Die Mundhöhle ist der Eingang zum Gastrointestinaltrakt und zugleich die erste Station für eine funktionierende Verdauung. Eine ausreichende Zerkleinerung der Speisen ist Voraussetzung für den Transport durch die Speiseröhre zum Magen. Bei gestörter Mastikation sind nicht nur die Nahrungsbrocken zu groß, auch die Freisetzung von Speichel wird nur mangelhaft stimuliert. Der Nahrungsbolus ist damit viel zu trocken und sperrig, der Schluckvorgang wird erschwert und die bei alten Menschen häufig manifeste Xerostomie verschärft zusätzlich das Problem. Die empfindliche Mundschleimhaut wird nicht ausreichend durch einen Speichelfilm gegen mechanische Noxen geschützt, es entstehen Mikroverletzungen und Erosionen, welche wiederum ein idealer Nährboden für potenziell pathogene Pilze und Bakterien und damit Substrat für orale Entzündungen sind. Ein funktionsfähiges Gebiss hat allerdings auch noch andere wichtige Funktionen. Zahlreiche Untersuchungen wie MMSE und Montreal Cognitive Assessment belegen den Zusammenhang zwischen Mastikation und kognitivem Status bei älteren Personen. Schlechte Kaufunktion ist ein signifikanter unabhängiger Risikofaktor für Gedächtnisstörungen bis hin zur Entwicklung einer Demenz.
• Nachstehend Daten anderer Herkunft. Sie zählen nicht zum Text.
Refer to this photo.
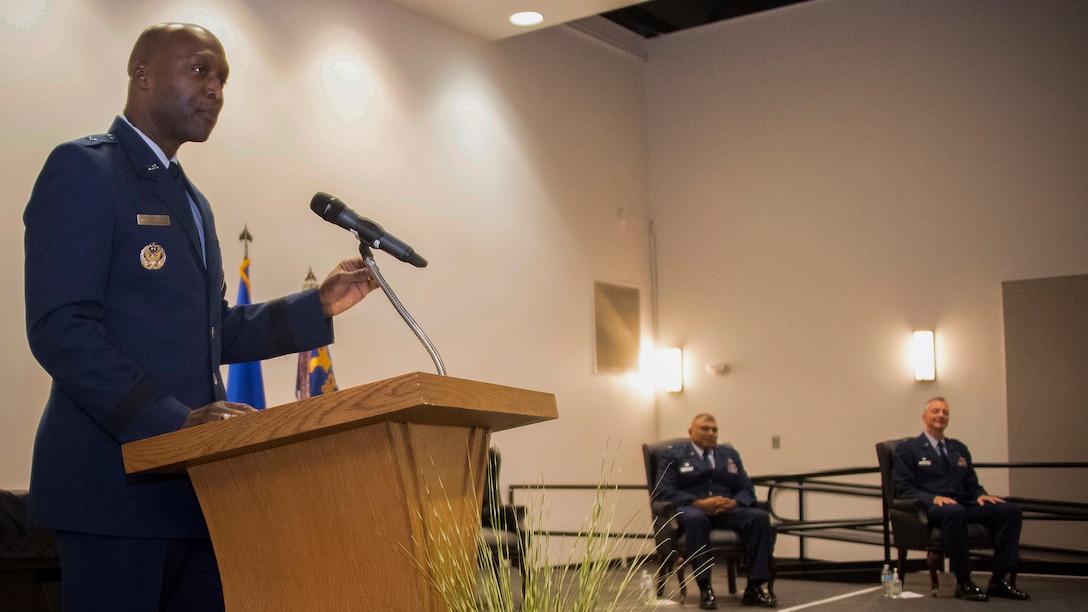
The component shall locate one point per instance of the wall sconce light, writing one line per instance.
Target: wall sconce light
(669, 370)
(925, 356)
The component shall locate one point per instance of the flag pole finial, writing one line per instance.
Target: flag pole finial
(310, 281)
(246, 237)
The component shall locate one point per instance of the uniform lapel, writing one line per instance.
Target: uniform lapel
(147, 164)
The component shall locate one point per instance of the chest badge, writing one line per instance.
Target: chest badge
(152, 257)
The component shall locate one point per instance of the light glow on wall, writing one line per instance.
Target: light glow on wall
(668, 370)
(925, 356)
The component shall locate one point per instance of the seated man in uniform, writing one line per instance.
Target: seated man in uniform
(709, 488)
(939, 472)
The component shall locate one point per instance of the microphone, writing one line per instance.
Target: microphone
(335, 211)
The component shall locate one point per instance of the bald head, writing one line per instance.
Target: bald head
(176, 73)
(157, 38)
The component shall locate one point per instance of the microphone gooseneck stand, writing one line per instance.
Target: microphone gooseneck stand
(368, 256)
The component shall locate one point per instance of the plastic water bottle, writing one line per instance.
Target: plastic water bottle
(897, 586)
(886, 579)
(646, 591)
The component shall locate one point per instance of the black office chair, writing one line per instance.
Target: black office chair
(502, 524)
(906, 525)
(671, 545)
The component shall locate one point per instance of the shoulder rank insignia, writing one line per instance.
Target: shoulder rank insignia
(152, 257)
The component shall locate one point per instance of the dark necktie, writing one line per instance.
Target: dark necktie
(943, 455)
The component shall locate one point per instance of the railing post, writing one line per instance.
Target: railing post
(801, 516)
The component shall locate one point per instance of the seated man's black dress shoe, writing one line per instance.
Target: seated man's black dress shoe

Ein wichtiges Kriterium ist die durch gute Mastikation geförderte Durchblutung spezifischer Gehirnregionen wie Cortex, Cerebellum, Thalamus und Hippocampus. Letzerem kommt wegen seiner Aufgaben für räumliche Vorstellung und Lernen besondere Bedeutung zu. Im Tierversuch wurde bei Einschränkung der Kaufunktion eine deutliche Reduktion des Volumens dieser Gehirnregion sowie eine Abnahme der Pyramidenzellen im Ammonshorn des Seitenventrikels nachgewiesen. Ebenso verminderten sich die dendritischen Verzweigungen durch intrazelluläre Veränderungen des neuronalen Zytoskeletts. Zahnverlust, besonders der Molaren, führt über Verminderung der Zellproliferation zu einer Abnahme der Neurogenese im Gyrus dentatus des Hippocampus und der subventrikulären Zone des Vorderhirns, beides Schlüsselregionen für das Gedächtnis. Die Auswirkungen von Zahnverlust im Alter gehen weit über ausschließlich orale Probleme hinaus. Die steigende Lebenserwartung und der Anspruch einer älteren Bevölkerung auf hohe Lebensqualität machen die Alterszahnmedizin zu einem zentralen Thema. Ganzheitliches Vorgehen und interdisziplinäre Therapieansätze sind auch hier Grundlage für patientengerechte Behandlung.